The product of a unique collaboration between a literary critic (Van Delden) and a political scientist (Grenier), this book looks at the relationship between literature and politics in Latin America, a region where these two domains exist in closer proximity than perhaps anywhere else in the Western world. The apparently seamless blending of literature and politics is reflected in the explicitly political content of much of the continent's writing, as well as in the highly visible political roles played by many Latin American intellectuals.
Yet the authors of this book argue that the relationship between the two realms is much more complex and fraught with tension than is nowadays recognized. In examining these tensions, and in revealing the diverse ways in which literature and politics intersect in the Latin American cultural tradition,
Gunshots at the Fiesta offers a lively challenge to the current tendency--especially strong in the U.S. academy--to read Latin American literature through a narrowly political prism.

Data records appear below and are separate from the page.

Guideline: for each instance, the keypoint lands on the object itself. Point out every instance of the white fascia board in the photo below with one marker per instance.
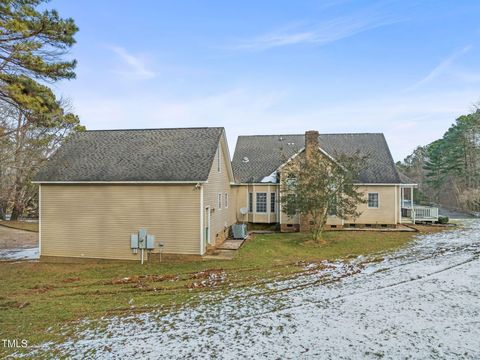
(257, 184)
(119, 182)
(382, 184)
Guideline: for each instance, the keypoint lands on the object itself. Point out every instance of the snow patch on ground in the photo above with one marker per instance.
(419, 302)
(20, 254)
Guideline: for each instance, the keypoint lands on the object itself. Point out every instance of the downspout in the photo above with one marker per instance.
(40, 219)
(202, 247)
(254, 208)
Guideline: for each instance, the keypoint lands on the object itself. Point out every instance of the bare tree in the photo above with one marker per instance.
(317, 186)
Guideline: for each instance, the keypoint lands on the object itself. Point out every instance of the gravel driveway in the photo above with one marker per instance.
(419, 303)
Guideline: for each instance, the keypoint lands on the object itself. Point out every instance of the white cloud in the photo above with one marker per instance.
(407, 120)
(134, 66)
(442, 68)
(320, 34)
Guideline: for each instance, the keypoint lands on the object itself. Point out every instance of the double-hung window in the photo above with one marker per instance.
(261, 202)
(373, 200)
(272, 202)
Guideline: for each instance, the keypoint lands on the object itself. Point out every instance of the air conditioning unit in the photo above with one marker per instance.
(239, 231)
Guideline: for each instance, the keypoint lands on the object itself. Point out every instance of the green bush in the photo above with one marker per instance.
(443, 220)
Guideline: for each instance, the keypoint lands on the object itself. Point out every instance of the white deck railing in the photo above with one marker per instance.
(420, 213)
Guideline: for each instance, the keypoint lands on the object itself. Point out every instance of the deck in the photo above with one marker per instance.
(419, 214)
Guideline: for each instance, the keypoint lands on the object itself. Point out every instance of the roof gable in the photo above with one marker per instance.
(266, 153)
(163, 155)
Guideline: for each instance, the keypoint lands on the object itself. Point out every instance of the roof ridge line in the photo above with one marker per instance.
(152, 129)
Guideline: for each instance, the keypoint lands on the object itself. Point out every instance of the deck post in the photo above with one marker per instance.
(413, 207)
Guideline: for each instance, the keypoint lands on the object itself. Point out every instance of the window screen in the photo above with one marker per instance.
(272, 202)
(373, 200)
(262, 202)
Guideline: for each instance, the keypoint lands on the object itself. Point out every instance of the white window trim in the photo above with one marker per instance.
(266, 202)
(378, 201)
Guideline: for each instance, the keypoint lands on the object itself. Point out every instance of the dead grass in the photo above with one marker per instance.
(36, 296)
(20, 225)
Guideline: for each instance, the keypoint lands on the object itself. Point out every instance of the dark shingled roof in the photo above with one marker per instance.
(135, 155)
(265, 153)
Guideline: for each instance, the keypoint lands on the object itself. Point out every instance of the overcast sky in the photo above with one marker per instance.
(404, 68)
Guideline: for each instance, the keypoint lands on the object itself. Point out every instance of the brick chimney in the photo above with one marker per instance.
(311, 143)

The authors argue that one can only understand the nature of the dialogue between literature and politics if one begins by recognizing the different logics that operate in these different domains. Using this idea of the different logics of politics and literature as a guiding thread, Van Delden and Grenier offer bold new readings of major authors such as José Martí, Octavio Paz, Carlos Fuentes, Gabriel García Márquez, and Mario Vargas Llosa, as well as compelling interpretations of works by less-frequently-discussed figures such as Claribel Alegría, Marisol Martín del Campo and Víctor Hugo Rascón Banda.